Di Inggris, sekali penuntut umum
mengajukan perkara ke pengadilan, ia tida dapat lagi menyampingkan perkara itu.
Jika ia hendak menarik penuntutan, ia tidak dapat mengajukan bukti-bukti dan memohon
persetujuan pengadilan untuk menghentikan penuntutan. Pengadilan dapat
melimpahkan perkara Director of Public Prosecution (Direktur Penuntut Umum),
yang bisa disingkat dengan DPP. DPP ini mengambil alih atau meminta kepada
Attorney General (Jaksa Agung) untuk menarik penuntutan.
Prancis yang diikuti oleh Belgia,
termasuk juga negara-negara yang tidak mengenal asas oprotunitas dan legalitas
secara resmi, tetapi sejak Revolusi Prancis, penuntut umum boleh menyampingkan
perkara yang disebut Classer sans suite.
b. Negara-negara
yang menganut asas oportunitas
Yang pertama-tama disebut ialah Belanda. Kerena
menurut sejahnya Belandalah yang membawa asas itu Ke Indonesia. Praktik
peerapan asas oportunitas di Belanda semakin luas. Mereka mengartikan asas
oportunitas sebagai “penuntut umum boleh memutuskan untuk menuntut atau tidak
menuntut dengan syarat atau tanpa syarat” (the public prosecutor may decide
conditionally or unconditionally to take a prosecution to court or not).

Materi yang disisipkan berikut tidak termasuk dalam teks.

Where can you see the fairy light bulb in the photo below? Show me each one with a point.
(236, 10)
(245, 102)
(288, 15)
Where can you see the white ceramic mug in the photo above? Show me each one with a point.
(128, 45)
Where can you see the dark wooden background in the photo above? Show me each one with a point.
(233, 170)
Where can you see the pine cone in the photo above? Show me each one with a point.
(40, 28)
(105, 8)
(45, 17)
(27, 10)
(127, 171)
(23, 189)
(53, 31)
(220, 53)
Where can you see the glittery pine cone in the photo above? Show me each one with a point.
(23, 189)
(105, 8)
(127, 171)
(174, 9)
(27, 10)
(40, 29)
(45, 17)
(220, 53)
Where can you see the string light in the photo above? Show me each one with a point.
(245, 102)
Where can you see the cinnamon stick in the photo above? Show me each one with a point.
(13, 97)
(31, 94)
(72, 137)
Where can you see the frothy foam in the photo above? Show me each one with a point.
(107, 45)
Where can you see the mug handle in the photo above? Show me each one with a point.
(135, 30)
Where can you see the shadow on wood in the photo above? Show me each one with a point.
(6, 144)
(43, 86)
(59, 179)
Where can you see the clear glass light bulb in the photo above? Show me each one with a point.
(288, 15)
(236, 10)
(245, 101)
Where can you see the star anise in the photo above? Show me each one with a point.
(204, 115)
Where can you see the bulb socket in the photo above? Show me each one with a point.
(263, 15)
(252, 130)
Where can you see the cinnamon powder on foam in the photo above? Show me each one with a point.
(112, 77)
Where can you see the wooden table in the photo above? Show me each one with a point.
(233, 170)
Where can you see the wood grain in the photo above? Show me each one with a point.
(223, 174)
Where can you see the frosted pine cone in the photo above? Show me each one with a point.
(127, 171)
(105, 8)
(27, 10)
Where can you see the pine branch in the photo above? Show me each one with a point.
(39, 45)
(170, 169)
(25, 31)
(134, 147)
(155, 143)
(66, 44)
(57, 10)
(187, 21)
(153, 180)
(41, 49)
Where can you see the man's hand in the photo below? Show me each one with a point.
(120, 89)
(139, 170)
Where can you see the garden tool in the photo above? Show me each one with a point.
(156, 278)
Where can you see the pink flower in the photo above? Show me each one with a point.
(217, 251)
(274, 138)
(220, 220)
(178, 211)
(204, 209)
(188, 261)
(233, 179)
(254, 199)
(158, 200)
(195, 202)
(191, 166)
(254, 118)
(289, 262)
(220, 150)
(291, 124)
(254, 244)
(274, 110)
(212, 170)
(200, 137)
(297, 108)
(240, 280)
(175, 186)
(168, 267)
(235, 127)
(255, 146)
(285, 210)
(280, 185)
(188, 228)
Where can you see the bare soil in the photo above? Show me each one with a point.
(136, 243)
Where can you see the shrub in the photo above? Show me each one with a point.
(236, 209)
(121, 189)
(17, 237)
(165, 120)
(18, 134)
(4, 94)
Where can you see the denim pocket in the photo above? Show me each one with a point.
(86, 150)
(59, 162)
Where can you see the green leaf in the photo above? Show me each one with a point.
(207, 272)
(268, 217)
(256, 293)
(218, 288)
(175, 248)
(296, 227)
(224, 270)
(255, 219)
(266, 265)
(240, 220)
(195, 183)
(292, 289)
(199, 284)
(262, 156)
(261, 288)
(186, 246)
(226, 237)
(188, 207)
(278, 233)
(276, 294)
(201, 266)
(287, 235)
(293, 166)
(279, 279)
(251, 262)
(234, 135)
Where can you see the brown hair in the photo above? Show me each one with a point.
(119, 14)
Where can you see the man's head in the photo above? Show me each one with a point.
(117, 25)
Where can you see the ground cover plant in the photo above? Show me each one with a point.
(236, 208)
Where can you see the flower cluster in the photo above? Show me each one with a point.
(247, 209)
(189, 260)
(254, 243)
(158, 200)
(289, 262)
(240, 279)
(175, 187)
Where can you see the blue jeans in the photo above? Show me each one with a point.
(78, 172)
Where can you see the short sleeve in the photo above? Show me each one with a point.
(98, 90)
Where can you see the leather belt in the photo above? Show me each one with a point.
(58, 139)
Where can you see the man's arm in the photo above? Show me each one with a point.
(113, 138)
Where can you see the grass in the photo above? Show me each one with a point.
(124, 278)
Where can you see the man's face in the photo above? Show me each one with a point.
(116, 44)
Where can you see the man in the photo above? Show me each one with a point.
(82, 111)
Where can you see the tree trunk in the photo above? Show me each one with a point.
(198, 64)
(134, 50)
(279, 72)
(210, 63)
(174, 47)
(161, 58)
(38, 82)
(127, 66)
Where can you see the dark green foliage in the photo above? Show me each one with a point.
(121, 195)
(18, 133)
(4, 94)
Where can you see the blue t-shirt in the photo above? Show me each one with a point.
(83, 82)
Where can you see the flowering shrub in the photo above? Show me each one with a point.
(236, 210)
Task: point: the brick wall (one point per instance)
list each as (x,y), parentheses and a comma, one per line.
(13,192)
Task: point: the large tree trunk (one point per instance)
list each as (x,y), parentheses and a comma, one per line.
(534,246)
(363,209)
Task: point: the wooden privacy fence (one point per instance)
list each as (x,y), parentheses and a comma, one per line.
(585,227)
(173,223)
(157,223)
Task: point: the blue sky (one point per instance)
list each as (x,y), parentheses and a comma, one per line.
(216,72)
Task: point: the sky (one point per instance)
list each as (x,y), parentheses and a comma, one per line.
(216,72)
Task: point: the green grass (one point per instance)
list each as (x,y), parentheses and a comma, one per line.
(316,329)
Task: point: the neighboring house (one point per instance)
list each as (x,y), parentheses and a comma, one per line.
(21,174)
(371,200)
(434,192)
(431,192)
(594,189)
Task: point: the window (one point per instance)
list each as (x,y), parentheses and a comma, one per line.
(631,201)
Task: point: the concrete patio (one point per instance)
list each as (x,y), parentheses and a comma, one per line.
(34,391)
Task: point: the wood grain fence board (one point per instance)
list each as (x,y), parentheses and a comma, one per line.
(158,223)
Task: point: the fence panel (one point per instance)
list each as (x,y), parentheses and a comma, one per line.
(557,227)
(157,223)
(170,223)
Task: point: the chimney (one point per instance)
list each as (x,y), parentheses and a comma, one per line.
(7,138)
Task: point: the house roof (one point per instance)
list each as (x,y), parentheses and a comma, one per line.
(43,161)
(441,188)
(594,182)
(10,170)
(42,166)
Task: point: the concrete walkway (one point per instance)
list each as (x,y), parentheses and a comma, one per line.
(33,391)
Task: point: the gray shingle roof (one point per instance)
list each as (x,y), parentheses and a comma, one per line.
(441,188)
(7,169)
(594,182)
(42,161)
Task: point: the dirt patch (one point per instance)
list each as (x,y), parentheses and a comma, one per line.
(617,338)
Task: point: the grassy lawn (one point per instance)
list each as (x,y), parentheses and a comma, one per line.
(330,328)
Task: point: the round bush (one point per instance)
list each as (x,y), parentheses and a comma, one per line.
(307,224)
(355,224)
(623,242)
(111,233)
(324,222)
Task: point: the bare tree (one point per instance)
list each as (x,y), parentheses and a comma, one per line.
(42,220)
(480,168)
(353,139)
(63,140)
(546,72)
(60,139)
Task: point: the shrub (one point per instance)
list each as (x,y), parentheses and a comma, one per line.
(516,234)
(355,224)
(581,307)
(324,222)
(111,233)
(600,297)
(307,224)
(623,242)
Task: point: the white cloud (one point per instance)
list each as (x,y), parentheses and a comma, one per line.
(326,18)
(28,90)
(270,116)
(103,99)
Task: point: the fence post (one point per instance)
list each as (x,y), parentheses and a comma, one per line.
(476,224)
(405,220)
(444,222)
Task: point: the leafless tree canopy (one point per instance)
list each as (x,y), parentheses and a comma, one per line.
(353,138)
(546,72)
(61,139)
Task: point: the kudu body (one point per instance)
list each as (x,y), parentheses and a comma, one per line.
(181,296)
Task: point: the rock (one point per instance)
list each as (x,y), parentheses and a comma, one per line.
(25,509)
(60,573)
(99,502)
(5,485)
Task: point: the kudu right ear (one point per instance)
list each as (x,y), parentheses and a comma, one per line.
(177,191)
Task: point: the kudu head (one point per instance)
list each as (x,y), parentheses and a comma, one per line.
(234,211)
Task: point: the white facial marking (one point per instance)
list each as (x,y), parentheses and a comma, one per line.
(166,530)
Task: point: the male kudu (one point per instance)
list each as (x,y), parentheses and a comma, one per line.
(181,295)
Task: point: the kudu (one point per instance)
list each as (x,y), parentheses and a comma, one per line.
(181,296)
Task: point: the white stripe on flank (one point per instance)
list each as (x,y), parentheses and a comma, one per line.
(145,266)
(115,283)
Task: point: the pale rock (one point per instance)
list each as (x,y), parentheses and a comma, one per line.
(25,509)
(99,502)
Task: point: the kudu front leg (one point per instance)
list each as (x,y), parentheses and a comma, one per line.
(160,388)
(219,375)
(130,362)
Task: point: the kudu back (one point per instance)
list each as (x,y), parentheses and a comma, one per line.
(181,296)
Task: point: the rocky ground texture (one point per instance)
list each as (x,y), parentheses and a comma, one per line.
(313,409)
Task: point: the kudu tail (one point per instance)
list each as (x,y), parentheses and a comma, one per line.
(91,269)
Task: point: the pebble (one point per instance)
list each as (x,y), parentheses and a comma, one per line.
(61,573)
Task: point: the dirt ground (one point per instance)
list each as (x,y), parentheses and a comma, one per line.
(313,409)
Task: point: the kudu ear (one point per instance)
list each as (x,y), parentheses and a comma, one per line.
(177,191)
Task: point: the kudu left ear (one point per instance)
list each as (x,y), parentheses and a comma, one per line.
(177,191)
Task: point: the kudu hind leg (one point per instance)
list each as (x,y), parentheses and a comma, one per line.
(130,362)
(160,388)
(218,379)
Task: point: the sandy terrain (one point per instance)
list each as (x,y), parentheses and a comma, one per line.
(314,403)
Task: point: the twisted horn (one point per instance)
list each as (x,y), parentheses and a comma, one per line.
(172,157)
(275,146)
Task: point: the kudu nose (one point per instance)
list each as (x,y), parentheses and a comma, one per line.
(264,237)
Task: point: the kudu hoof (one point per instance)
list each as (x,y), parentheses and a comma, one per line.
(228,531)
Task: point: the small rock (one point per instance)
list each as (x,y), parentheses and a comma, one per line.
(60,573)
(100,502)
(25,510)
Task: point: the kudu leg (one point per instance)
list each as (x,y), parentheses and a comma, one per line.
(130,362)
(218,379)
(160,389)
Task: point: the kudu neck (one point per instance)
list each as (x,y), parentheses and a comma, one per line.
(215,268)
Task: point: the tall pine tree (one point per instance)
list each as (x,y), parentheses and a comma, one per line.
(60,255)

Kedudukan penuntut umum (Officier van Justitie) di sana sangat kuat, sehingga
sering disebut sebagai semi judge (setengah hakim), karena kebebasannya secara
individual untuk menuntut atau tidak menuntut.
Peranan yang sangat penting jaksa
Belanda dalam seluruh proses tuntutan pidana, ialah sama halnya dengan jepang
dan korea Selatan, begitu pula dengan Indonesia, yaitu pada akhir pemeriksaan
siding, sebelum putusan hakim dijatuhkan, penuntut umum membacakan tuntutan
yang disebut requisitor. Di ujung requisitoir penuntut umum menguraikan
terdakwa, kemudian meminta pidana tertentu yang akan dijatuhkan hakim.
Permintaan pidana ini harus dengan alasan-alasan yang cukup.
Peranan penuntut umum di sini merupakan
filter terhadap putusan hakim. Hakim tidak dapat mengabaikan permintaan pidana
penuntut umum, karena penuntut umum akan naik banding jika tuntutannya tidak
dihiraukan oleh hakim. Di sinilah letak peranan jaksa yang sangat mentukan
dalam seluruh proses peradilan pidana lebih dari polisi.
Inilah yang disebut di Belanda pengawasan
negatif dari penuntut umum (negatieve controle van het Openbaar Ministerie).
Dapat juga kita sebut sebagai pengawasan pasif penuntut umum. Penuntutu umum
tidak dapat mendesak hakim untuk mengikuti tuntutannya, tetapi hakim juga tidak
dapat begitu saja menyampingkan tuntutan penuntut umum, karena jika tuntutannya
sangat beralasan disingkirkan hakim, atau putusannya terlalu ringan atau
terlalu berat, maka putusan itu akan disbanding.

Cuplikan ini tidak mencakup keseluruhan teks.